60.    In the course of the Nucanolan distribution to the Nominee Shareholders, 4.5 million Nucanolan shares and 4.5 million Nucanolan warrants were issued to Complex. The warrants were not exercised. The shares were disposed of in a private sale in December, 2000.

61.    After the Nucanolan distribution to the Nominee Shareholders, in April, 1997, 4 million Nucanolan shares and 4 million Nucanolan warrants were issued to Welkin via Tupper. The shares were subject to an escrow agreement pursuant to which Boyle was the escrow agent. The warrants were not exercised. In November, 2000, on behalf of Welkin, Malone sold 4 million Nucanolan shares to Champion Natural. As consideration, Malone received 240,000 shares of Champion Natural. The Nucanolan shares were sold privately by Champion Natural in December, 2000.

Unregistered Trading

62.    In carrying out the conduct described herein, each of Boyle, Melnick and Malone traded in securities without registration contrary to section 25 of the Act, in circumstances in which exemptions to the requirement for registration were unavailable, or where reliance on such exemptions constituted abuse of the exemptions contrary to the purpose and objects of the Act.

Unlawful Distributions

63.    In carrying out the conduct described herein, each of Boyle, Melnick and Malone engaged in, authorized or facilitated distributions of securities without filing a prospectus and obtaining a receipt therefor contrary to section 53 of the Act, in circumstances in which prospectus exemptions were unavailable, or where reliance on such exemptions constituted abuse of the exemptions contrary to the purpose and objects of the Act.

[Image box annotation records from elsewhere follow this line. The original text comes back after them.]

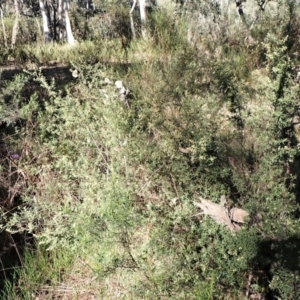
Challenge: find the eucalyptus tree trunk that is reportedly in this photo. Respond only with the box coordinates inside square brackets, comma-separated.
[11, 0, 20, 48]
[139, 0, 147, 39]
[0, 8, 7, 48]
[129, 0, 137, 40]
[39, 0, 51, 43]
[58, 0, 75, 45]
[63, 0, 75, 45]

Failure to File Early Warning Reports

64.    The unlawful distributions of securities of each of Complex, GoldMint and Nucanolan resulted in the respondents having the power to exercise control or direction over more than 10% of the outstanding securities. As such, section 101 of the Act required the issuance and filing of news releases and reports in the prescribed form. No such releases were issued, nor were releases and reports filed.

Conduct Contrary to the Public Interest

65.    In addition to breaching Ontario securities law, the respondents’ course of conduct compromised the integrity of Ontario’s capital markets, was abusive of Ontario’s capital markets and was contrary to the public interest.